Hilo workers allege hostile work environment under former Bay Clinic CEO
HONOLULU, Hawaii (HawaiiNewsNow) - A former employee at the Big Island’s largest community health center says she was retaliated against for blowing the whistle on its former CEO and its board.
She’s said she’s one of dozens of workers who are alleging a hostile work environment at the Bay Clinic.
Diane Kramer, who the administrative assistant for Bay Clinic CEO Harold Wallace, alleges he called women in the office derogatory names.
Her claims are supported by at least one long-time, former board member.
“He would be like: ‘f-ing locals. They’re so stupid,’" said former Bay Clinic board member Lynne Enriques. “As far as our local aloha culture, he had no clue.”

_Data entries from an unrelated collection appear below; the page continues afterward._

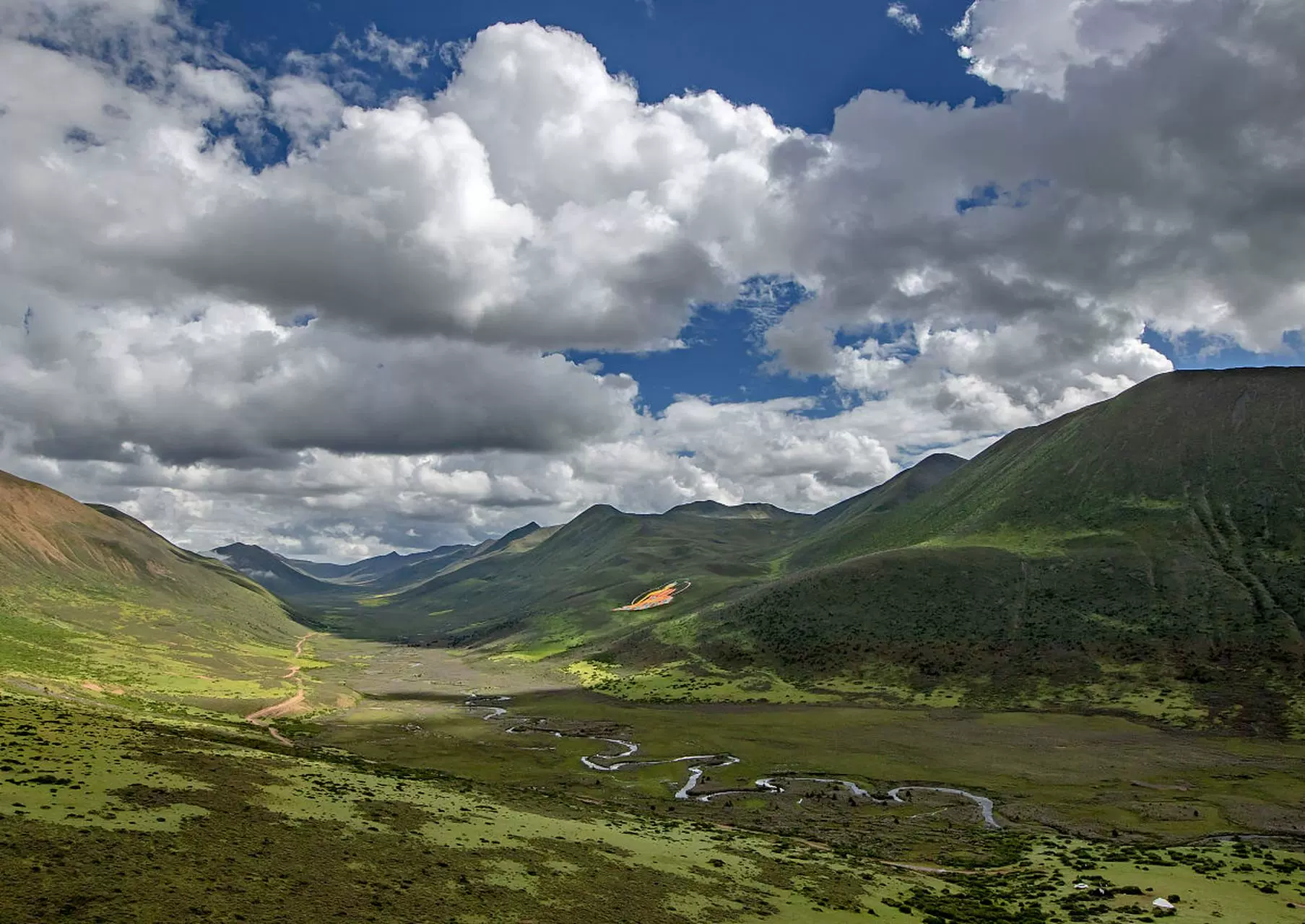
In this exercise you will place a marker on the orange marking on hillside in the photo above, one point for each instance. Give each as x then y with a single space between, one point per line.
656 598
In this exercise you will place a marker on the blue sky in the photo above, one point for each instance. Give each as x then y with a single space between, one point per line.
800 61
257 284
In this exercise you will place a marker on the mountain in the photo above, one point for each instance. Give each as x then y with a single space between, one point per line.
1162 528
272 570
368 570
93 601
558 586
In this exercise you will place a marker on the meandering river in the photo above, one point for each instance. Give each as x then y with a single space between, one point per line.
607 761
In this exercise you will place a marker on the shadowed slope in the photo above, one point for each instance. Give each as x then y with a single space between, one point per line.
1164 526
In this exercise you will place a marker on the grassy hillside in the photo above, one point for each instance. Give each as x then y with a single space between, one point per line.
560 591
93 601
1163 528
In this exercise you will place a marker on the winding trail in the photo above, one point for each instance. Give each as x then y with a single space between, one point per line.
286 706
611 762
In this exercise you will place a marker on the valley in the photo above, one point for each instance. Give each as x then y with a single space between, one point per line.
948 699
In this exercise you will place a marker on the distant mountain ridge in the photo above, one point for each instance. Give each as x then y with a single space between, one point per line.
1161 531
95 602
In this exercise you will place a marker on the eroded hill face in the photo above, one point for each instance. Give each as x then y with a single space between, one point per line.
93 601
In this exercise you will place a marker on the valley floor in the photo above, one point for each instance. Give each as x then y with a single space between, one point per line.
396 801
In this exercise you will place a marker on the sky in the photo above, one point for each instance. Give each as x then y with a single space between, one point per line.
346 278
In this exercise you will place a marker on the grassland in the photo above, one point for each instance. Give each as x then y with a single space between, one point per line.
110 817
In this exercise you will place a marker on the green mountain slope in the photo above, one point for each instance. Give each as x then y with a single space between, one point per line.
270 570
564 589
1163 528
92 599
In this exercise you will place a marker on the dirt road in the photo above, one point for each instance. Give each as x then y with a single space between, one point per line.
287 706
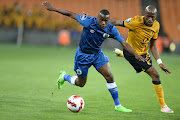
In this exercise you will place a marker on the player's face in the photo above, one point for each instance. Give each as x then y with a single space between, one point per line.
103 20
149 18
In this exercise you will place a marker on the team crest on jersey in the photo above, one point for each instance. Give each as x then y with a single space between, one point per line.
152 33
78 71
105 35
128 20
92 31
83 17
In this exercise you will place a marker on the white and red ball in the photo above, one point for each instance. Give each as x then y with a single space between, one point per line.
75 103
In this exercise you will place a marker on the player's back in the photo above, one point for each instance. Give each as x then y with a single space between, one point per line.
139 34
93 35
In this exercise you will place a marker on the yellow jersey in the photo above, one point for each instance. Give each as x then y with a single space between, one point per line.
139 34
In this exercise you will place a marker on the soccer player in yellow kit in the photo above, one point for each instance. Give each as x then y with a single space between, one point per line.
142 30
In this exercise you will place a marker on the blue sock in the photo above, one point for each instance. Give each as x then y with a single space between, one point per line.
70 79
114 92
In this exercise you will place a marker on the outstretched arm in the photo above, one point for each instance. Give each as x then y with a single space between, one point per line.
155 53
49 7
130 50
117 22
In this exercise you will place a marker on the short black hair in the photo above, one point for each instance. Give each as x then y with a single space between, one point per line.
104 12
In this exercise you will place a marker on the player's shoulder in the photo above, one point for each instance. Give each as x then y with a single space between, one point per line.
156 24
111 27
135 19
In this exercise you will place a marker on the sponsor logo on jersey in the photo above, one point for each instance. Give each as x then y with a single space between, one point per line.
78 71
128 20
105 35
83 17
92 31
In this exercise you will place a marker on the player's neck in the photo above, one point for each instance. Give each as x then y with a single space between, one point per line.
145 22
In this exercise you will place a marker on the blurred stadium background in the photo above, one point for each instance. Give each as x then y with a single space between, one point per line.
27 22
36 44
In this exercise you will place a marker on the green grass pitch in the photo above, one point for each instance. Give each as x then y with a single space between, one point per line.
28 89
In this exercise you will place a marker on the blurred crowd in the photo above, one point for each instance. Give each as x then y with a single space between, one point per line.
35 18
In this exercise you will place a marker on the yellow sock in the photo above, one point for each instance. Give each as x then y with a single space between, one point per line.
160 94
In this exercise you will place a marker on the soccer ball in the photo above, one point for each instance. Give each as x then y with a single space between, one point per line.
75 103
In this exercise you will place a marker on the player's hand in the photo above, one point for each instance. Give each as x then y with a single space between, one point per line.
48 6
118 52
140 58
84 13
164 69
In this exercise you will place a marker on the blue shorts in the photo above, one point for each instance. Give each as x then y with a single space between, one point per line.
83 62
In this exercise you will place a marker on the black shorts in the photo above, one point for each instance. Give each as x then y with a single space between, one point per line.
138 65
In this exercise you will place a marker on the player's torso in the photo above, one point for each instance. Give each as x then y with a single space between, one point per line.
93 36
140 36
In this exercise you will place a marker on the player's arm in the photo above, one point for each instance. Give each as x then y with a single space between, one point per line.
117 22
49 7
155 53
130 50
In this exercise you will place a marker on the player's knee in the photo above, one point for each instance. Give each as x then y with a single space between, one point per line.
156 76
82 85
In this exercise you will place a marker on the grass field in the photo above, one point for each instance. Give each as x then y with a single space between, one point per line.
28 88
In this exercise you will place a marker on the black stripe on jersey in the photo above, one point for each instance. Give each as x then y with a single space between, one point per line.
153 39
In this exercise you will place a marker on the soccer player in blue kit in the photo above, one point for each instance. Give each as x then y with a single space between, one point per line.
89 52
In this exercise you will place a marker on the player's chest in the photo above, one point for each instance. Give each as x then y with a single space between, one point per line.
98 33
145 32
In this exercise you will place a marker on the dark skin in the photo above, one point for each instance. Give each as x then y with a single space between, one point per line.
149 18
102 21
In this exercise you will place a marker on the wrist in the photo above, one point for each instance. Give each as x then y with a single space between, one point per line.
159 61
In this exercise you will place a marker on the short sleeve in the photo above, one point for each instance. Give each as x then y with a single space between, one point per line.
116 35
156 33
129 23
84 20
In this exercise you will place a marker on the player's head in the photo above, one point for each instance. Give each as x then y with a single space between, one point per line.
150 15
103 18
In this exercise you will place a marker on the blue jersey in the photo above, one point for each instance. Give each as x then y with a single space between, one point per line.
93 35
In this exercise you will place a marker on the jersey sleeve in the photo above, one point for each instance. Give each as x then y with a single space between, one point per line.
130 23
84 20
156 33
116 35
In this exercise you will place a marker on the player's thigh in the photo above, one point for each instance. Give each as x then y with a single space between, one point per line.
81 64
138 65
105 70
153 73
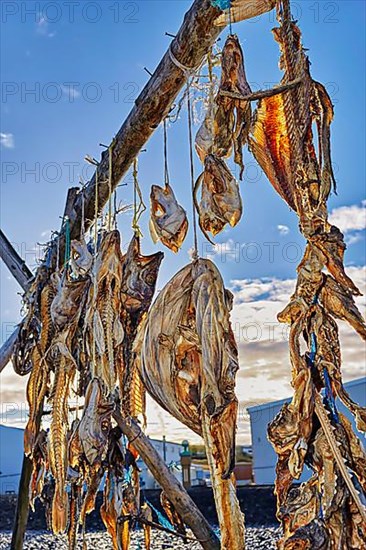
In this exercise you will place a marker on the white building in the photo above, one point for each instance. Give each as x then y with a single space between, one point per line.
11 459
170 452
264 457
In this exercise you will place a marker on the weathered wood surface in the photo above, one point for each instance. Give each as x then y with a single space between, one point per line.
14 262
6 350
182 502
190 46
22 509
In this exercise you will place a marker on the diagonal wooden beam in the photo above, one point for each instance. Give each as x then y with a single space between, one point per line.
14 262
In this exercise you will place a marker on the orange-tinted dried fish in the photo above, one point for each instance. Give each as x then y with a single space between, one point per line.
244 9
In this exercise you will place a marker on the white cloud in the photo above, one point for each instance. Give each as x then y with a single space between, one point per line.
349 218
283 229
7 140
265 370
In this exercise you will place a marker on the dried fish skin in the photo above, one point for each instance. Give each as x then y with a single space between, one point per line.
139 277
81 260
204 140
242 9
168 220
220 200
341 305
233 116
332 247
103 329
189 356
66 305
95 423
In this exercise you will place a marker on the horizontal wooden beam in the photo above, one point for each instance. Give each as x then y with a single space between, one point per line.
182 502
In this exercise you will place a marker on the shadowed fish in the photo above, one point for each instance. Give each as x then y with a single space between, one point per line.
168 220
220 199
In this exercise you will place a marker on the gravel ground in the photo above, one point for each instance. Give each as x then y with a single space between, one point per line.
257 538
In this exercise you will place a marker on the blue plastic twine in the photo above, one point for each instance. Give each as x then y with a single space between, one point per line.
329 397
162 520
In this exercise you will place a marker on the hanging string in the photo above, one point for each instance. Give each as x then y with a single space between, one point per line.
96 213
82 212
110 174
67 243
58 254
95 288
224 5
191 161
138 209
166 171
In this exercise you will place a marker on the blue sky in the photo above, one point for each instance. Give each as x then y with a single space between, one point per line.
51 130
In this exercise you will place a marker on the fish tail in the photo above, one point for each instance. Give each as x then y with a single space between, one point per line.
59 511
29 437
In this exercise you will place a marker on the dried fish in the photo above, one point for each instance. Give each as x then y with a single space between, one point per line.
103 329
188 365
242 9
95 423
139 280
168 220
220 201
233 116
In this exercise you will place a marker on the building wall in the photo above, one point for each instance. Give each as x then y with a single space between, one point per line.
264 457
11 459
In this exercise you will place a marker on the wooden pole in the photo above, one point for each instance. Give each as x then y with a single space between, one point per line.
14 262
22 509
182 502
192 43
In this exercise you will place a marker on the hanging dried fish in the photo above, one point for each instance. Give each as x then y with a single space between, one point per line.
94 425
233 116
81 260
188 365
168 220
38 382
103 330
242 9
139 280
220 202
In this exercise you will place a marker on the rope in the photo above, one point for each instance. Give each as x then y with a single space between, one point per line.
191 162
110 170
58 254
140 209
67 243
95 278
166 171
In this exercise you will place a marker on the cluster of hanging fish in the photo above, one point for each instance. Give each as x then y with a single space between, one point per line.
328 511
87 318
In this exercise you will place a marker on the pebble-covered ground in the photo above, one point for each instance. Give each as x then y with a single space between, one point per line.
257 538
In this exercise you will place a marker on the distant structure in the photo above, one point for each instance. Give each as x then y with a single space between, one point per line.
264 457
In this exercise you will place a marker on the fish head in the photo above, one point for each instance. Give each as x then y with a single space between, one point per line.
223 432
81 259
139 276
109 262
162 199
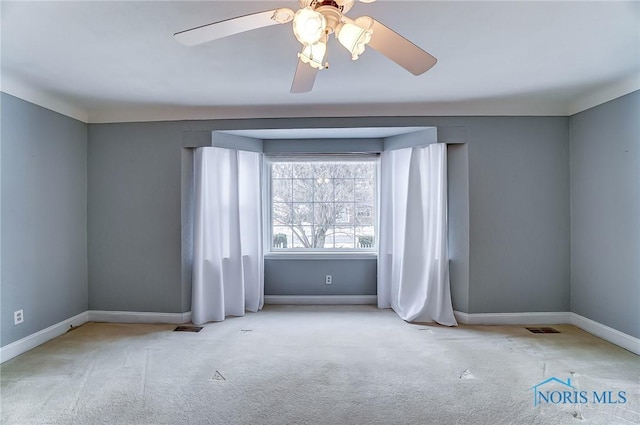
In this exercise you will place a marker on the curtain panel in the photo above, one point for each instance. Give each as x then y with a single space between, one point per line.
228 274
413 263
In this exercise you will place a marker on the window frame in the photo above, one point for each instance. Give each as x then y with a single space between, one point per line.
320 253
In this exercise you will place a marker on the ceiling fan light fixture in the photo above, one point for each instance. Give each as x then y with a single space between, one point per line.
309 26
313 54
354 35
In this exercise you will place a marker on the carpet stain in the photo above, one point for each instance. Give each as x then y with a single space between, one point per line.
467 375
218 376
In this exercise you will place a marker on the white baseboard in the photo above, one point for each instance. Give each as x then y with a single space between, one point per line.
138 317
321 299
611 335
616 337
25 344
505 319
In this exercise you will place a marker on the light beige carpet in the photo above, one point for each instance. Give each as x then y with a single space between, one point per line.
315 365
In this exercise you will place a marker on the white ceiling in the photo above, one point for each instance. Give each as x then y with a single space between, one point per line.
117 61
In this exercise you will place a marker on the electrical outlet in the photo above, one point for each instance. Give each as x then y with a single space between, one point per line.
18 317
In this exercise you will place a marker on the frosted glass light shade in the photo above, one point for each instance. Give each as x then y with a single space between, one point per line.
313 54
309 26
354 35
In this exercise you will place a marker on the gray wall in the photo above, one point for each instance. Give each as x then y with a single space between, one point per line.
307 277
605 214
458 217
519 214
44 217
136 212
518 208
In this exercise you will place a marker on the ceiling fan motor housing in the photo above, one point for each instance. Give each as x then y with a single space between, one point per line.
342 5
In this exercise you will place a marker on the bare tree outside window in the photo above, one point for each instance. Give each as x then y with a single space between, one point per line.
323 204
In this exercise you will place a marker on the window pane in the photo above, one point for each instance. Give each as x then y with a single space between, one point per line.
323 204
323 237
281 170
343 213
364 214
323 214
281 190
343 190
365 237
281 237
302 170
302 237
344 237
323 189
302 190
364 191
282 213
302 213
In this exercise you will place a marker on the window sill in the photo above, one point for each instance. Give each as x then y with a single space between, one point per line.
321 255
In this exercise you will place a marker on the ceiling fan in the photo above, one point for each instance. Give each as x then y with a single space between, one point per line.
312 25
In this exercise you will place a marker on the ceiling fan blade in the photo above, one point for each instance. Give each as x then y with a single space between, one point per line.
209 32
304 78
400 50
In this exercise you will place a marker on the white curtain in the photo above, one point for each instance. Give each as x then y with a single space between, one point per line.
228 274
413 265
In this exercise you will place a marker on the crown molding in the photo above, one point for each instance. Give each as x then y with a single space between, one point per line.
520 106
605 94
41 98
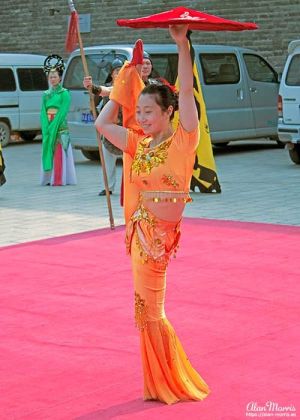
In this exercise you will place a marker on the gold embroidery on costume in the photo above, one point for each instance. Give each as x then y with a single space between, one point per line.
169 180
146 161
144 256
141 310
142 214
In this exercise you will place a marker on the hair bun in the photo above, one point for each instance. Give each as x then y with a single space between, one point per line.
51 65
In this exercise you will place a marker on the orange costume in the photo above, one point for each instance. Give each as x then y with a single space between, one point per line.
156 188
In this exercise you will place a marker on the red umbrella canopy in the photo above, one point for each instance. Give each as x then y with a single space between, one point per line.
182 15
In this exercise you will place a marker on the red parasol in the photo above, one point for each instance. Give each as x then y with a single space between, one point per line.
182 15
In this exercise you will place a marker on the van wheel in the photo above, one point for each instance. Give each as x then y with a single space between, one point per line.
28 135
295 154
91 154
4 133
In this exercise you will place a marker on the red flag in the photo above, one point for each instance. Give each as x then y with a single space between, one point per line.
72 35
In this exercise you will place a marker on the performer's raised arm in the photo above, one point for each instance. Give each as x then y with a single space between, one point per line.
187 107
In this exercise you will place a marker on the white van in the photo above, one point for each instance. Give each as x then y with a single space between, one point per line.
289 102
240 89
22 82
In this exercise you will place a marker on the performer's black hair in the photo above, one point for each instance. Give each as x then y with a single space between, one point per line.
58 65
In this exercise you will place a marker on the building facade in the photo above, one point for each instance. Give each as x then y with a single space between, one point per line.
40 26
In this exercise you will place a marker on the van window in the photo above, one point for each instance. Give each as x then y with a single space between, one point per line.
293 75
219 69
7 80
259 70
165 65
31 79
98 65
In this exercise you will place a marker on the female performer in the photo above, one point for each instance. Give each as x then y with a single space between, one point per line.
57 157
158 165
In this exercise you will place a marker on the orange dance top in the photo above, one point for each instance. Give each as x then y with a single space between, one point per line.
160 173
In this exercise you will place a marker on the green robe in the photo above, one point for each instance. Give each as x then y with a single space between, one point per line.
60 99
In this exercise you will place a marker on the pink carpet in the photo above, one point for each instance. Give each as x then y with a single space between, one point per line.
69 348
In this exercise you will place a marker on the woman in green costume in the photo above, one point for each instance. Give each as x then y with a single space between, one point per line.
57 157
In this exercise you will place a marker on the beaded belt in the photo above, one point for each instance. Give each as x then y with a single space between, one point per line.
166 205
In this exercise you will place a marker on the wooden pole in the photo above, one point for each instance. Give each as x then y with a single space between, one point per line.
93 109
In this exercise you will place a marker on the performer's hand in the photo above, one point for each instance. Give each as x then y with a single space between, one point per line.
138 52
178 32
87 82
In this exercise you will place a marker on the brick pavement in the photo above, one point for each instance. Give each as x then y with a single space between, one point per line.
259 183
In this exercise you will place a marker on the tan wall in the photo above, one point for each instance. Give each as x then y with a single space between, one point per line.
28 26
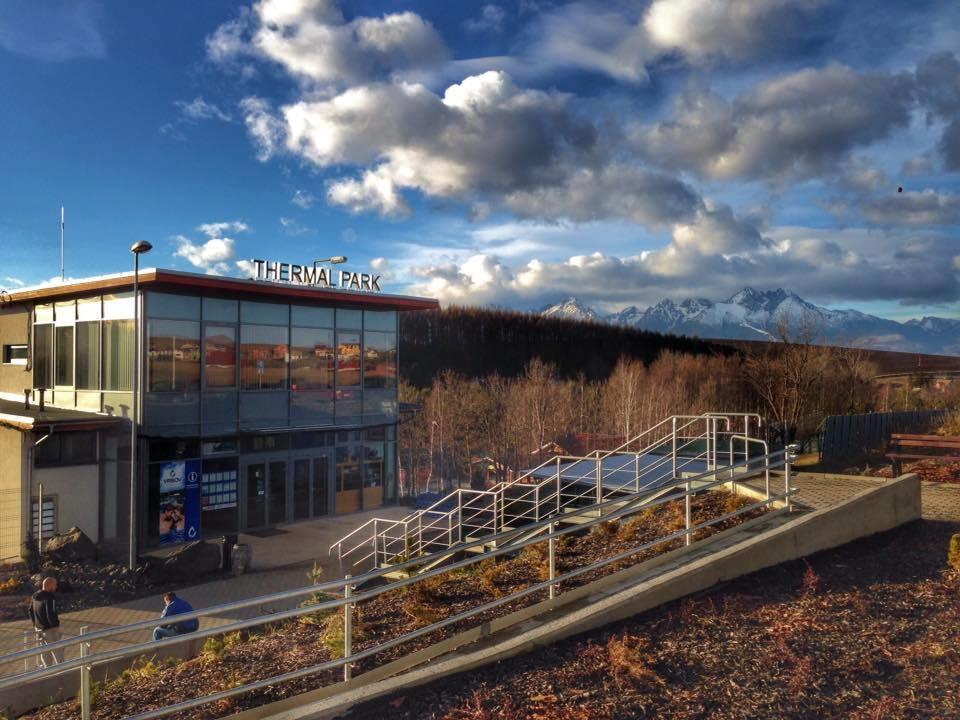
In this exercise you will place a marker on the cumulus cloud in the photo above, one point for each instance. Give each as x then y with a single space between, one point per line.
303 199
200 109
216 254
484 135
796 126
313 41
491 19
927 207
623 41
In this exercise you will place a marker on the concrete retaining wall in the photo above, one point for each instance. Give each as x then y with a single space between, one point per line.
866 513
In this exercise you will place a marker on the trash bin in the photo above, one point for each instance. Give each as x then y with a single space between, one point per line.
226 550
241 559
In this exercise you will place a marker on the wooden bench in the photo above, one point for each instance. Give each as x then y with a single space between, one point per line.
907 447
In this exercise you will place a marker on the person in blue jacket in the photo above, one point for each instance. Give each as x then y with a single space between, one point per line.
175 606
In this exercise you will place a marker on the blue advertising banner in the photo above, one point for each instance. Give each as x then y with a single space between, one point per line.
179 502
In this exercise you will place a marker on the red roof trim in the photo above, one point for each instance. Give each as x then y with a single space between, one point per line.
167 278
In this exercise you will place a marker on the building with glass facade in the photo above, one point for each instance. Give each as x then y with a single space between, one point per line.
260 403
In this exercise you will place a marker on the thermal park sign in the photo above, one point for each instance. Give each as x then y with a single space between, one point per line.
312 275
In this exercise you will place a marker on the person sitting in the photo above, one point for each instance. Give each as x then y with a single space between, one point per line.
175 606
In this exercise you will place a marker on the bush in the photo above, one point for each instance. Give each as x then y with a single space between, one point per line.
953 554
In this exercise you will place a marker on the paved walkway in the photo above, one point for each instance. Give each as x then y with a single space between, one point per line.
281 561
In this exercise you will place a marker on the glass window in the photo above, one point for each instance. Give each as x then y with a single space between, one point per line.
173 355
311 317
66 312
379 360
219 483
385 320
42 314
118 355
312 359
88 308
15 354
263 357
266 313
88 356
220 356
373 464
182 307
63 372
43 356
349 318
264 443
174 449
118 306
219 446
67 448
45 521
220 310
348 359
348 468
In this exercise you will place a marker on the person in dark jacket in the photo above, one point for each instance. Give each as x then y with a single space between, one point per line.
175 606
46 622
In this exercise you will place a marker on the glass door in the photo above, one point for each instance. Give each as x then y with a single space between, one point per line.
321 486
301 488
349 479
277 502
256 505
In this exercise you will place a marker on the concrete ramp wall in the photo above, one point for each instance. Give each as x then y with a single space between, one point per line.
616 598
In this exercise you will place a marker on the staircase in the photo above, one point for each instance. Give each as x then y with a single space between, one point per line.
572 489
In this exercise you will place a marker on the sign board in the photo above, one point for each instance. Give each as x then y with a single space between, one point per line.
315 276
179 511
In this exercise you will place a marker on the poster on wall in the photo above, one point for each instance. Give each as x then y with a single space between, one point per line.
179 502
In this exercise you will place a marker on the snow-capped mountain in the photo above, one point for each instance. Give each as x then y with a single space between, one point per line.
754 315
571 309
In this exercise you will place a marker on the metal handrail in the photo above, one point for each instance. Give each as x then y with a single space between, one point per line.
503 484
772 460
330 585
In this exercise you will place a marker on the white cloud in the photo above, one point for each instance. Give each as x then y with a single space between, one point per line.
303 199
796 126
216 254
491 18
927 207
200 109
312 40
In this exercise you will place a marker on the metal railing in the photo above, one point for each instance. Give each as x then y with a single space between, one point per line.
348 598
671 442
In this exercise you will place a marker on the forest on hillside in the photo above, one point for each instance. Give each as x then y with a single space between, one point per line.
497 392
475 342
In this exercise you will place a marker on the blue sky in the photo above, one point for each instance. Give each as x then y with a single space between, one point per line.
509 153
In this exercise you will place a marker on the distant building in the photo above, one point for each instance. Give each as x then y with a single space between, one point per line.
262 403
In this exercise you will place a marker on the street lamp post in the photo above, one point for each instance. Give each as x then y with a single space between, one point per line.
138 248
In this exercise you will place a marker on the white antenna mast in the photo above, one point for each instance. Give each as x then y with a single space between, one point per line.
62 277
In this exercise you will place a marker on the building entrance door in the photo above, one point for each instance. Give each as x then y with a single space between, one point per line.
349 479
266 493
311 487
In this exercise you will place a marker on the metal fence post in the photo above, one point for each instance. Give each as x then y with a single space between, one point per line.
674 451
788 459
552 544
84 679
347 628
599 480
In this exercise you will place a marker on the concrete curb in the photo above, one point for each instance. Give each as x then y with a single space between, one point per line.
868 512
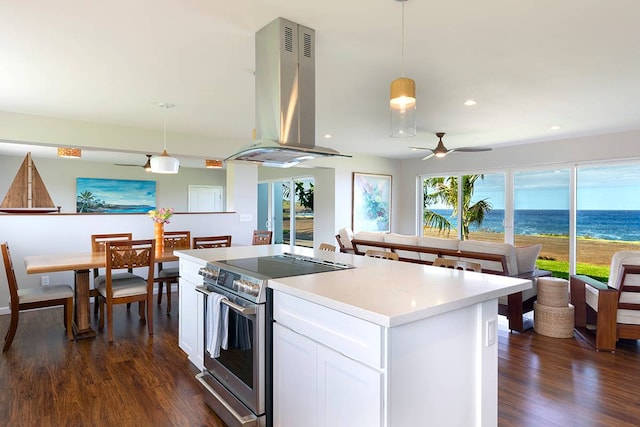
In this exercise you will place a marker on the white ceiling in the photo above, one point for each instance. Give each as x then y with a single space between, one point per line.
530 64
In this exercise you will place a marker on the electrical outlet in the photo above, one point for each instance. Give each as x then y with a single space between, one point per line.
491 333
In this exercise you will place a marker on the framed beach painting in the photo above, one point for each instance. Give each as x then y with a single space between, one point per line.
97 195
371 202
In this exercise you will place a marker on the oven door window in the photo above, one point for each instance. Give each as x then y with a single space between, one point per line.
238 357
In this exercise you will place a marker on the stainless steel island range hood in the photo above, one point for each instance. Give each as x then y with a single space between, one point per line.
285 97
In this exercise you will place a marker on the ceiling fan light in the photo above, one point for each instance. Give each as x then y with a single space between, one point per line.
69 153
212 164
164 164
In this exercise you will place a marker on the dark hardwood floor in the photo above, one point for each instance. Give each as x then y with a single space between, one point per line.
142 381
136 381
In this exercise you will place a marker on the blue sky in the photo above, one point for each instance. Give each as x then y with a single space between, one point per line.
599 188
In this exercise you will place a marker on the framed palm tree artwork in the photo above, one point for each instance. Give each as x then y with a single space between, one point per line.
371 202
97 195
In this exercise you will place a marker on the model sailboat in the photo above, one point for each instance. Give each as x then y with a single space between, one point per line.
27 193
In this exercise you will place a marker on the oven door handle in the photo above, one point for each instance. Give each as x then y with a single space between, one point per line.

Wallace, who left the clinic in March, is widely credited for turning around the Hilo-based community healthcare organization, which serves more than 22,000 patients a year in East Hawaii — a community facing a severe shortage of healthcare providers.
Wallace could not be reached for comment.
According the the Bay Clinic’s most recent Form 990 filing with the IRS, he earned $315,000 for the year ending June 30, 2017.
He received about $100,000 in severance and bonuses when he left the Bay Clinic in March.
Kramer, meanwhile, lost her job in a restructuring earlier this year.
“When they came and told me that my position was being eliminated, I was shocked, then disappointed, then humiliated," she said.
The Bay Clinic said Kramer’s departure had nothing to do with her criticism of the clinic and its board.
“Ms. Kramer’s separation … was due to the elimination of her position. (She) was invited to apply to another position at Bay Clinic and did not do so," said current CEO Kimo Alameda.
Kramer sees it differently.
She said she was among the dozens of employees who sent the Bay Clinic’s board an open letter in June, critical of her ex-boss.
It also criticized the Bay Clinic’s board for how it selected Wallace’s successor — Alameda — who was former Big Island Mayor Billy Kenoi’s campaign manager.
The letter said the Alameda was not among the shortlist of six candidates screened by the clinic’s human resources department yet wound up getting the job.
Because the Bay Clinic receives a lot of federal money, Kramer’s attorney said she is a whistleblower and is protected against retaliation.
“You’re basically telling the employees just shut up and do your job and let the directors run organization into the ground," said Kramer’s attorney, Eric Seitz.